А Глеб Иваныч всегда относился к Михайловскому как к старшему. Одно из писем Николая Константиновича ко мне начинается так: ‘Глебушка в Москве. Ах дети! дети! как опасны ваши лета’… Конечно, это шутки. Но ведь Успенскому бы не пришло в голову подшутить так. Утвердилось мнение, что Успенский боялся Михайловского (как и Салтыкова), и что Николай Константинович стягивал Глеба Иваныча с высот художественного творчества. Все знавшие Успенского, как знала его я, подтвердят мое заявление: это — неправда. Михайловский, больше чем кто-либо, ценил в Успенском художника. Ценил и в литературе, и в жизни, и в устных рассказах. Он, конечно,— как редактор — давал ему полную свободу? не переделывал его, но постоянно твердил ему о том, что ждет от него художественного произведения.
Успенский не боялся Михайловского, но считал его умнее, а главное — образованнее себя, всегда относился к нему как к ‘учителю’ и боялся только идеологического расхождения с ним. Глеб Иваныч с юных лет — как говорил сам он — взял в основу своих теоретических взглядов формулу прогресса Михайловского, и эта формула для него ‘окончательно решала вопрос как о том, что вообще нравственно, разумно, справедливо, так и о том, что такое Россия, Европа, народ, цивилизация…’, но, когда жизнь стала ставить новые вопросительные знаки, я увидела, как не все уже удовлетворяло Глеба Иваныча в определенных формулах Михайловского и как он мучился от этого.
Я познакомилась с Успенским в ту пору, когда ‘власть земли’ целиком наполняла его, и он шел еще нога в ногу со своим ‘учителем’. Но скоро, очень скоро, жизнь в деревне заставила усомниться Глеба Иваныча в красоте и целесообразности труда на земле. Разочарование в стройности общинных отношений, как источнике правды, уже закралось в него. И он искал разрешения своих сомнений у Михайловского.

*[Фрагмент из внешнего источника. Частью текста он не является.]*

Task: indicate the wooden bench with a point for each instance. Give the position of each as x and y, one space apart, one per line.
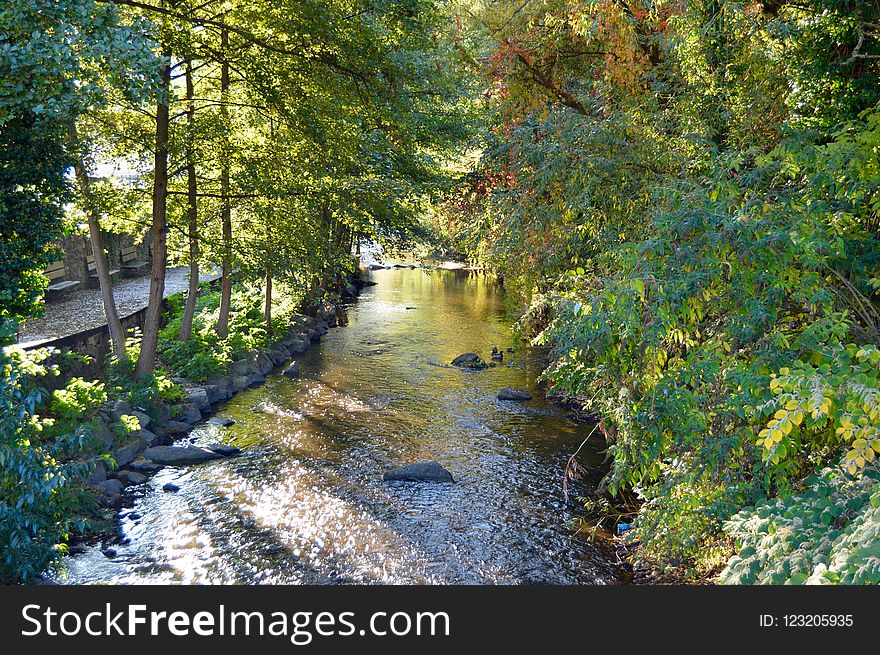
93 273
131 266
55 272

Обыкновенно Глеб Иваныч весь отдавался тому, о чем он хотел или был должен писать в данный момент. Он говорил только об этом, в его письмах найдем те же слова и выражения, которые должны были появиться в печати, в этом смысле — вся его биография в его произведениях и все его произведения— отражение того, чем жил в данную минуту этот человек.
— Почему крестьянская дума одинока? — спрашивал он у Николая Константиновича.— Почему община живет ‘по-худому’?
Все чаще и чаще понятие о власти земли стало в разговоре уступать место власти капитала: господин Купон сделался нашим общим знакомым. ‘Греховодник капитал’ являлся ‘в образе’, и Михайловский приходил в восторг, когда Глеб Иваныч начинал рассказывать, как ‘он’ появится, богу не помолится и пойдет топтать всю эстетику земледельческих идеалов. То, что для Михайловского являлось теорией, убеждением или учением, претворялось у Успенского в нечто живое, живущее и несущее большое горе. И когда ‘греховодник’, как некий призрак, появлялся перед ним со своей железной пятой и не было от него защиты — он, Успенский, цеплялся за Михайловского. Из их разговоров и появилась ‘притча’, якобы рассказанная неким раскольником, но созданная художественным воображением Успенского. Помню, что он говорил о мужике, о безоружном мужике, вступившем в единоборство с железным мертвецом… ‘Была у него в начале и полемика с кем-то. Но в печати появилась ‘притча’ в чистом виде — одна из блестящих художественных страниц Успенского, с его драматическим юмором и неожиданными словами. Но все, что было за этим юмором и словом,— досталось ему не легко. Он, казалось, день и ночь думал о неизбежности грядущей силы.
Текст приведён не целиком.